How to make a spicy duck neck in a food franchise chain You can also make a spicy duck neck at home, but the materials may not be rich in them, the proportion of various herbs is different, but you can try slowly, which are heavy tastes. Put a little less, which can be used to enhance the taste, you may actually be able to call out your own unique taste, maybe better than the outside? Food is not necessarily copied completely, it can be similar, or even unique. In short, if you want to eat, do it. Spicy duck neck can also be used in the halogen, directly put the dried chili section and pepper peppers in the marinade seasoning, so that you can omit the last step. Because the marinade seasoning I have made is always preserved, I use it in all kinds of meats at home, and I don't want to make the spicy taste too heavy to affect other lo mei. So the last step was added separately.

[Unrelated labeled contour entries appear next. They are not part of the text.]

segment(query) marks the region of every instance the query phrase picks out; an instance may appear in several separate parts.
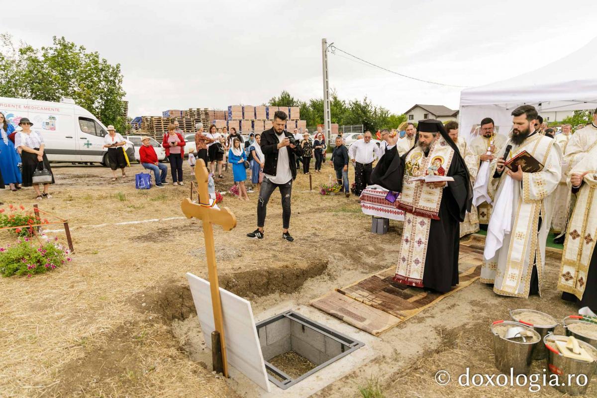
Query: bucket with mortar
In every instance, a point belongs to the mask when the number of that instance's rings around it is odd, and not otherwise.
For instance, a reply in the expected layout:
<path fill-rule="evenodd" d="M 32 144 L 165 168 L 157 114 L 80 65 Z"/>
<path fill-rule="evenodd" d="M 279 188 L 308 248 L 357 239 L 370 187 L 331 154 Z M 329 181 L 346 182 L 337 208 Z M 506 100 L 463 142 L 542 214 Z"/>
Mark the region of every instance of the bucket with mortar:
<path fill-rule="evenodd" d="M 504 326 L 520 328 L 529 336 L 516 339 L 507 339 L 500 335 L 498 328 Z M 514 374 L 528 374 L 533 354 L 541 337 L 533 328 L 509 320 L 496 320 L 491 324 L 493 334 L 493 354 L 496 367 L 505 374 L 510 374 L 510 368 Z"/>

The neck of the duck peeled off the membrane of the epidermis, soaked in water for 1 hour, and the dried chili peppers were cut into pieces of ginger, and the onion was chopped with green onion and duck neck. The mixture was heated to boiling water and boiled for 2 minutes.
Go to the floating foam, remove the duck neck, drain, spare the wok, add oil, add hot pepper and pepper, add chopped green onion and ginger, add fragrant water (fresh water)
Add fragrant leaves, cumin, star anise, cinnamon, soy sauce, soy sauce, salt, sugar fire, boil the marinade, put the duck neck in the marinade, boil for 20 minutes on medium heat
Remove the duck neck, air dry the marinade, and cool the duck neck into the marinade for 5-6 hours.
Spicy duck neck needs multi-flavored vanilla to make brine, and the duck neck sold outside is made in batches. There are specific regulations on the dosage of the ingredients, so the taste of the duck neck can be kept consistent. Braised pork seasonings can be bought directly in the supermarket, or you can match it yourself. It is nothing more than cassia grass and pepper, aniseed cumin or something.